For the axial skeleton and extremities, CT is often used to image complex fractures, especially ones around joints, because of its ability to reconstruct the area of interest in multiple planes.
But it’s of importance to note that CT imaging isn’t only used in the medical field, it is used in geological studies to quickly reveal materials inside drill core.
Dense minerals such as pyrite and barite appear brighter and less dense components such as clay appear dull in CT images.
X-ray CT and micro-CT can also be used for the conservation and preservation of objects of cultural heritage. For many fragile objects, direct research and observation can be damaging and can degrade the object over time. Using CT scans, conservators and researchers are able to determine the material composition of the objects they are exploring, such as the position of ink along the layers of a scroll, without any additional harm.
Fluoroscopy is an imaging technique commonly used by physicians or radiation therapists to obtain real-time moving images of the internal structures of a patient through the use of a fluoroscope. In its simplest form, a fluoroscope consists of an X-ray source and a fluorescent screen, between which a patient is placed. However, modern fluoroscopes couple the screen to an X-ray image intensifier and CCD video camera allowing the images to be recorded and played on a monitor. This method may use a contrast material. Examples include cardiac catheterization (to examine for coronary artery blockages) and barium swallows (to examine for esophageal disorders and swallowing disorders).
Fluoroscopy can be used to examine the digestive system using a substance which is opaque to X-rays (usually barium sulfate or gastrografin), which is introduced into the digestive system either by swallowing or as an enema. This is normally as part of a double contrast technique, using positive and negative contrast. Barium sulfate coats the walls of the digestive tract (positive contrast), which allows the shape of the digestive tract to be outlined as white or clear on an X-ray.
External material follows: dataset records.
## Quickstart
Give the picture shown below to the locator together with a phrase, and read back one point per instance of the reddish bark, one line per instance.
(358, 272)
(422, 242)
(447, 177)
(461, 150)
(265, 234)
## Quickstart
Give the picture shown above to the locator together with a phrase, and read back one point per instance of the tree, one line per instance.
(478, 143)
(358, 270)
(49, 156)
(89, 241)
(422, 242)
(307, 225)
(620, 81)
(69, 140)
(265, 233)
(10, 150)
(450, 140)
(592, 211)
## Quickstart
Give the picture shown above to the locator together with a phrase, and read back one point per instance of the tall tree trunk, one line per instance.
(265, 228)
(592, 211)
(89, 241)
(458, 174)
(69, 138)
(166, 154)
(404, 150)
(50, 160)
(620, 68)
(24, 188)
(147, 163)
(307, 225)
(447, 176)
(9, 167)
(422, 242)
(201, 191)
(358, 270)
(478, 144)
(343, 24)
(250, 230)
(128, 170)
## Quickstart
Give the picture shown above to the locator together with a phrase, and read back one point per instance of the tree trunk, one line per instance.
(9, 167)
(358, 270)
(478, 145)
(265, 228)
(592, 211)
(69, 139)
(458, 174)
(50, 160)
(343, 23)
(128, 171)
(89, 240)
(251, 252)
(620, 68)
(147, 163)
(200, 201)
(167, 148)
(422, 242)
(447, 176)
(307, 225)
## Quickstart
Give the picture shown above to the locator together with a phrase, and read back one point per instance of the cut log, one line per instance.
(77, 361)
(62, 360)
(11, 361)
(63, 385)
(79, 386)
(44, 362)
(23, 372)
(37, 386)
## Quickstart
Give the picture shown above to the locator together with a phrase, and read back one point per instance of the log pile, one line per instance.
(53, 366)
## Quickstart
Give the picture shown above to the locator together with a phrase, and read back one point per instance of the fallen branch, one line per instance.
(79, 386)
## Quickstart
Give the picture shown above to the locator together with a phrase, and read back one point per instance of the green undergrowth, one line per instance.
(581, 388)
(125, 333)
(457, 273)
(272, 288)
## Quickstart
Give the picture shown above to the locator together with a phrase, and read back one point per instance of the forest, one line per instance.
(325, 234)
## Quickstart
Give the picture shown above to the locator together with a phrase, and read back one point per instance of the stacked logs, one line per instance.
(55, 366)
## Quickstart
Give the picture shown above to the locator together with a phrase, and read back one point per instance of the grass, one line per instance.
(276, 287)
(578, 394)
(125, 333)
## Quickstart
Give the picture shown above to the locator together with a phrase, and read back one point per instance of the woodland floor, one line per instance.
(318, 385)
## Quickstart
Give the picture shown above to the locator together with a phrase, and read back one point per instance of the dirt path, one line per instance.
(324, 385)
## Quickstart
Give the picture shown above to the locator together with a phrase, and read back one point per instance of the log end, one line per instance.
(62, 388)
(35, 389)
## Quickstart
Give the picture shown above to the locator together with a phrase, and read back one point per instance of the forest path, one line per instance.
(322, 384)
Air may then be introduced (negative contrast), which looks black on the film. The barium meal is an example of a contrast agent swallowed to examine the upper digestive tract. Note that while soluble barium compounds are very toxic, the insoluble barium sulfate is non-toxic because its low solubility prevents the body from absorbing it.
Eventually, X-ray waves in the medical field can be used in radiotherapy, which is a therapy using ionizing radiation, generally as part of cancer treatment to control or kill malignant cells and normally delivered by a linear accelerator. Radiation therapy may be curative in a number of types of cancer if they are localized to one area of the body. It may also be used as part of adjuvant therapy, to prevent tumor recurrence after surgery to remove a primary malignant tumor (for example, early stages of breast cancer).